Chinese ride-hailing giant Didi is “hot on the tail” of US rival Uber in Mexico, according to a new report, as competition in the sector heats up amid aggressive expansions into new markets.

In November and December Didi was the most popular travel app in Mexico’s Apple App Store, with Uber coming in second. Since then, the Chinese company has ranked second according to an analysis by research company ValueChampion. “Didi has been hot on [Uber’s] tail in Mexico just as Lyft has been in the US,” Duckju Kang, ValueChampion CEO said in the report. Didi launched its services in Mexico in April 2018.

Uber drew attention to the competition with Didi in its IPO prospectus, which it filed on April 11, saying that the Chinese company had “made significant investments to gain or maintain category position in certain markets in Latin America.”

Didi has faced scrutiny in China after two passengers were killed by their drivers on separate occasions last year. The incidents took place on the company’s carpooling service Hitch, which has subsequently been suspended indefinitely. Regulators have since tightened their grip on the ride-hailing sector by imposing stricter rules. Didi has responded by implementing more stringent driver background checks, while various cities require drivers and cars to be registered in the city in which they operate. The result is a decrease in the pool of available drivers.

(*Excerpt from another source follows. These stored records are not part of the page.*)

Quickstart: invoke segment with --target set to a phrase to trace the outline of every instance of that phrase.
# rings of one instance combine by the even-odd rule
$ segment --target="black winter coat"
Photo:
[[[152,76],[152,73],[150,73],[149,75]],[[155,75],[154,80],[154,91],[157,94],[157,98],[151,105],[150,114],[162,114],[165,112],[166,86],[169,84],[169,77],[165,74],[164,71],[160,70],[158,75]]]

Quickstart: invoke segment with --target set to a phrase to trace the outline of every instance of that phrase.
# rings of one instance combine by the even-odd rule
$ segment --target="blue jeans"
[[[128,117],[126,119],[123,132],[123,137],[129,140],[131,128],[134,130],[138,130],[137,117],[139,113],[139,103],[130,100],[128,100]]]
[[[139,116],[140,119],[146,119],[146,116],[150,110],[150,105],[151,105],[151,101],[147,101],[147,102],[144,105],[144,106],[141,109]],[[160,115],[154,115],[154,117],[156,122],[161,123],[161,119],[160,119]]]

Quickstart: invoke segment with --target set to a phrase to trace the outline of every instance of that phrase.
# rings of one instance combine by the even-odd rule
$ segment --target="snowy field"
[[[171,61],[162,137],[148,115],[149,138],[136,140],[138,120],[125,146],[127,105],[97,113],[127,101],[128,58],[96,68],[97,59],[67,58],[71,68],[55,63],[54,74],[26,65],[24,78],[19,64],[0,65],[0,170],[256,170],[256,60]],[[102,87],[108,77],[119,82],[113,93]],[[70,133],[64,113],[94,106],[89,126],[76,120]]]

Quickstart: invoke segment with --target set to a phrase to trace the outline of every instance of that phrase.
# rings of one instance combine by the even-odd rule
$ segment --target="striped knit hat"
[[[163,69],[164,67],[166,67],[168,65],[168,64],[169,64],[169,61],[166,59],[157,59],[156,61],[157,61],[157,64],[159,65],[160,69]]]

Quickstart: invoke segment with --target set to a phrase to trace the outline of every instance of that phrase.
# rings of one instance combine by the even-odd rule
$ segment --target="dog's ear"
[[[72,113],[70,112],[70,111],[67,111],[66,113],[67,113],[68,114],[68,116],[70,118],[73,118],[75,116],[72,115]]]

Didi reportedly lost RMB 11 billion (around $1.5 billion) in 2018, almost five times higher than its 2017 losses of $400 million. The company recently revealed that nearly one-third of its commission revenue was spent on driver subsidies in the fourth quarter of 2018.

To make up for losses at home the company has been expanding aggressively around the world. Didi’s Japanese joint venture with Softbank will expand to 13 cities in the country following its launch in Osaka last year. The company has sought to take on Uber globally, but most notably in Latin America. Along with operations in Mexico, both companies are competing in Brazil. Didi is also seeking drivers in Colombia and has advertised for jobs in Chile and Peru.

“A combination of high valuation, a lot of capital and difficult competition in local markets creates an imperative for these companies to expand into other markets in order to justify their valuations with better growth prospects,” Kang said in the report.

Aside from being Didi’s competitor, Uber is also a shareholder. The US company sold its operations in China to Didi in 2016 in exchange for an approximately 18% stake in the company. According to its IPO prospectus, Uber estimates its holdings in Didi amounted to around 15% as of September 2018.

The conflict between Didi and Uber has not only manifested itself in a battle for market share, but also in investments. In March, Uber acquired Careem, a ride-hailing service that operates across the Middle East. Didi had invested in the service prior to Uber’s acquisition. The move highlights Uber’s intent in making it as difficult as possible for competitors to expand into new markets, according to ValueChampion, thereby cutting off possible new revenue streams.